HOLY FAMILY BY ANDREA DEL SARTO
Geographical knowledge in the Middle Ages.
Marco Polo.
127. Shortly after the invention of printing, which promised so much for the diffusion of knowledge, the horizon of western Europe was further enlarged by a series of remarkable sea voyages which led to the exploration of the whole globe. The Greeks and Romans knew little about the world beyond southern Europe, northern Africa, and western Asia; and much that they knew was forgotten during the Middle Ages. The Crusades took many Europeans as far east as Egypt and Syria. As early as Dante's time two Venetian merchants, the Polo brothers, visited China and were kindly received at Pekin by the emperor of the Mongols. On a second journey they were accompanied by Marco Polo, the son of one of the brothers. When they got safely back to Venice in 1295, after a journey of twenty years, Marco gave an account of his experiences which filled his readers with wonder. Nothing stimulated the interest of the West more than his fabulous description of the golden island of Zipangu (Japan) and of the spice markets of the Moluccas and Ceylon.[245]

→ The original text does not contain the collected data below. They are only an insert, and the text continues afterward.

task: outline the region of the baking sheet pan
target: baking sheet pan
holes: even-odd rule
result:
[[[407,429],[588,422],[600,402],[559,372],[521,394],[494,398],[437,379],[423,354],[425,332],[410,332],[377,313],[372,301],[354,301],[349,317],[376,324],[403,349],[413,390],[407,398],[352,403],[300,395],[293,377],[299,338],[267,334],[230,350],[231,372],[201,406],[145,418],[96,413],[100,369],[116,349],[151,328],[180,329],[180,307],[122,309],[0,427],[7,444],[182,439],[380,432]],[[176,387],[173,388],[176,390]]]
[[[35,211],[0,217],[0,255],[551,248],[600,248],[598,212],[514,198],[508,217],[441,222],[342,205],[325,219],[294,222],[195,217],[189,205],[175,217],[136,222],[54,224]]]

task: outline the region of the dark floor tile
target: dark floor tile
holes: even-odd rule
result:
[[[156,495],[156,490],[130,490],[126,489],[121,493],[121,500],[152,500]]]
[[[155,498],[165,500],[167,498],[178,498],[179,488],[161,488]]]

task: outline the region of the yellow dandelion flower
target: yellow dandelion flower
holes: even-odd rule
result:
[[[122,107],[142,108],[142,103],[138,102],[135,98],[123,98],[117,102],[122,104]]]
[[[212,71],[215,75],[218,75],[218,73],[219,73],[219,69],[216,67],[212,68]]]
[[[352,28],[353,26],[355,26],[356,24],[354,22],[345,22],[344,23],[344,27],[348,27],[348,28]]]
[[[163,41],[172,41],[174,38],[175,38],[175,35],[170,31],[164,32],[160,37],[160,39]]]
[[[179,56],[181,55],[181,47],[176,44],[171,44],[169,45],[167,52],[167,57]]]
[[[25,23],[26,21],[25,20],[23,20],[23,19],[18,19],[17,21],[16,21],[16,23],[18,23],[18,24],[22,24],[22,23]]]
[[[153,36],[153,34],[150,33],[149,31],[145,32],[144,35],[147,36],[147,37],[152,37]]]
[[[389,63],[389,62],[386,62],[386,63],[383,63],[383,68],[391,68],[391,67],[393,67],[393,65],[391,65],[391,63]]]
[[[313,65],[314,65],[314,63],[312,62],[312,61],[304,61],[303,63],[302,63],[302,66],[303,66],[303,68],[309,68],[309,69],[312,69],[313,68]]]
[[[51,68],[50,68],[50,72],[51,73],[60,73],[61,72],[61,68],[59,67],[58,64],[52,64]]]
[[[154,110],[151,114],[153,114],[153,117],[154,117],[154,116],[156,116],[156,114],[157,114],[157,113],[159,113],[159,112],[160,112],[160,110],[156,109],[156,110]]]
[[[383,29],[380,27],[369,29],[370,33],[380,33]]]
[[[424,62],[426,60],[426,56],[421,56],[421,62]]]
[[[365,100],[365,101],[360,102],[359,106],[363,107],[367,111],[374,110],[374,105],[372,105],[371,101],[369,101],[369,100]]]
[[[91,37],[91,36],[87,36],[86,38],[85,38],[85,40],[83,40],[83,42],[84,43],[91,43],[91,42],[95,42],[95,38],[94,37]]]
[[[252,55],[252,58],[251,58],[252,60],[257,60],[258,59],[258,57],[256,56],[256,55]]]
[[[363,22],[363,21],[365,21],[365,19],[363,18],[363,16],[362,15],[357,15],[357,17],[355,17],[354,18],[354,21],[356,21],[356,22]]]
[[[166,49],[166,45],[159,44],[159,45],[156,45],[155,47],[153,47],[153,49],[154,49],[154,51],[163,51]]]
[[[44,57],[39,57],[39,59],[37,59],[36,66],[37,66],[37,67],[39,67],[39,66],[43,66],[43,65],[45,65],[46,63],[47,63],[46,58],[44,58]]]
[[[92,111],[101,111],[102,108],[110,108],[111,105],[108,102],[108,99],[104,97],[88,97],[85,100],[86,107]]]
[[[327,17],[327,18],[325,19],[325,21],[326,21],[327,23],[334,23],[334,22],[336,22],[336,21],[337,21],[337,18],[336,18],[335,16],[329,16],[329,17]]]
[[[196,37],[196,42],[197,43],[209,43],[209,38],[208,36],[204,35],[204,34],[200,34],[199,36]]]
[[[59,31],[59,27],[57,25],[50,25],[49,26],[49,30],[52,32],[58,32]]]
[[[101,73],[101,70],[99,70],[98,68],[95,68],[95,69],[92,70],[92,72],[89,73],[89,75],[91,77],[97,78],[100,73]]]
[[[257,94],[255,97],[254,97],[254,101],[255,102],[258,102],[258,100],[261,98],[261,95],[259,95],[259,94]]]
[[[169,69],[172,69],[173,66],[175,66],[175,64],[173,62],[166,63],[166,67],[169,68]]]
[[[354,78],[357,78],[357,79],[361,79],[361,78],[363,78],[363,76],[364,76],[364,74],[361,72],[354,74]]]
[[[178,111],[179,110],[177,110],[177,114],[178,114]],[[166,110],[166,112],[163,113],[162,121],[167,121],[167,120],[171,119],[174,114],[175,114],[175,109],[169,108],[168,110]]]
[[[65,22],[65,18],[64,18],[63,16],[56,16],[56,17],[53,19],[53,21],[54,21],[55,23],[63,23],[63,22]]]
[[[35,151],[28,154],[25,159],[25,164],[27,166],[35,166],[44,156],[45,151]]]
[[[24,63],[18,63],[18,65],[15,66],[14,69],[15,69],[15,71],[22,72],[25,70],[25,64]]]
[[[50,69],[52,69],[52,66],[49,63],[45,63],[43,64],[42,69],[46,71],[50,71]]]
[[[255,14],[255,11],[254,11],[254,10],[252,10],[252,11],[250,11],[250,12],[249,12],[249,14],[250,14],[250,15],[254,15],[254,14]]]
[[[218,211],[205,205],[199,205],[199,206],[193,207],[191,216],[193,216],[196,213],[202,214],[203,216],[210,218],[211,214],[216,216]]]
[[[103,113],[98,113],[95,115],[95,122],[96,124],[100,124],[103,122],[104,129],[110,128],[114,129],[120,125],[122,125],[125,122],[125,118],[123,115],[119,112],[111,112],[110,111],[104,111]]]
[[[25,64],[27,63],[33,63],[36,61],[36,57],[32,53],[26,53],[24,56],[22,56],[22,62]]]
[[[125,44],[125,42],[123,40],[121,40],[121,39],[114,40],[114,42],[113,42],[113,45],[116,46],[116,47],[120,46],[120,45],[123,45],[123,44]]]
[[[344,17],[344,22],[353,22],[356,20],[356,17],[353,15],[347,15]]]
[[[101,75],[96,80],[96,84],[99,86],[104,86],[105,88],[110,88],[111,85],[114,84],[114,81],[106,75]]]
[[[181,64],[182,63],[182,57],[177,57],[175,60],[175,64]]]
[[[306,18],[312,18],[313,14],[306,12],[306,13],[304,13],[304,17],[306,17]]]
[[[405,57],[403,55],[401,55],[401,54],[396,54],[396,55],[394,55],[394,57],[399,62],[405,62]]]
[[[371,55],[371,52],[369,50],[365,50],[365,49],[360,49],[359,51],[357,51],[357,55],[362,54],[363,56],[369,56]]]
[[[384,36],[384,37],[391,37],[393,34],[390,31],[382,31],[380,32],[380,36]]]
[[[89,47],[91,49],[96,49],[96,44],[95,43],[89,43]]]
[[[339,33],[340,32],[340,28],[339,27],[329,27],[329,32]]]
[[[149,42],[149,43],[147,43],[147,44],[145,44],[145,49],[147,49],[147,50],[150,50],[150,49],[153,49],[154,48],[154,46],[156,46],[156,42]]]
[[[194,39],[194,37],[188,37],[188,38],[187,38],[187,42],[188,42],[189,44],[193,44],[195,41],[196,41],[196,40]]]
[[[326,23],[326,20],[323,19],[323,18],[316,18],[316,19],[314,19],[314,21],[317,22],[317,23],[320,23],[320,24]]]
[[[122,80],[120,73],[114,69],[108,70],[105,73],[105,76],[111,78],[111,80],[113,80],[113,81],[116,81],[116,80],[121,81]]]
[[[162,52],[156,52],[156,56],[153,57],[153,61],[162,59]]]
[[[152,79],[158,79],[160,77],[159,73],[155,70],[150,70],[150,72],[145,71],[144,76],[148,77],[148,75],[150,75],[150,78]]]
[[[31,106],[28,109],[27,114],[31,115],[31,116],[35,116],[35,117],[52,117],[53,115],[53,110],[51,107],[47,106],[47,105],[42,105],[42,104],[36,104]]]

The discoveries of the Portuguese in the fourteenth and fifteenth centuries.
About the year 1318 Venice and Genoa opened up direct communication by sea with the towns of the Netherlands.[246] Their fleets, which touched at the port of Lisbon, aroused the commercial enterprise of the Portuguese, who soon began to undertake extended maritime expeditions. By the middle of the fourteenth century they had discovered the Canary Islands, Madeira, and the Azores. Before this time no one had ventured along the coast of Africa beyond the arid region of Sahara. The country was forbidding, there were no ports, and mariners were, moreover, hindered in their progress by the general belief that the torrid region was uninhabitable. In 1445, however, some adventurous sailors came within sight of a headland beyond the desert and, struck by its luxuriant growth of tropical trees, they called it Cape Verde (the green cape). Its discovery put an end once for all to the idea that there were only parched deserts to the south.
For a generation longer the Portuguese continued to venture farther and farther along the coast, in the hope of finding it coming to an end, so that they might make their way by sea to India. At last, in 1486, Diaz rounded the Cape of Good Hope. Twelve years later (1498) Vasco da Gama, spurred on by Columbus' great discovery, after sailing around the Cape of Good Hope and northward beyond Zanzibar, steered straight across the Indian Ocean and reached Calicut, in Hindustan, by sea.
The spice trade.
These adventurers were looked upon with natural suspicion by the Mohammedan spice merchants, who knew very well that their object was to establish a direct trade between the spice islands and western Europe. Hitherto the Mohammedans had had the monopoly of the spice trade between the Moluccas and the eastern ports of the Mediterranean, where the products were handed over to Italian merchants. The Mohammedans were unable, however, to prevent the Portuguese from concluding treaties with the Indian princes and establishing trading stations at Goa and elsewhere. In 1512 a successor of Vasco da Gama reached Java and the Moluccas, where the Portuguese speedily built a fortress. By 1515 Portugal had become the greatest among maritime powers; and spices reached Lisbon regularly without the intervention of the Italian towns, which were mortally afflicted by the change.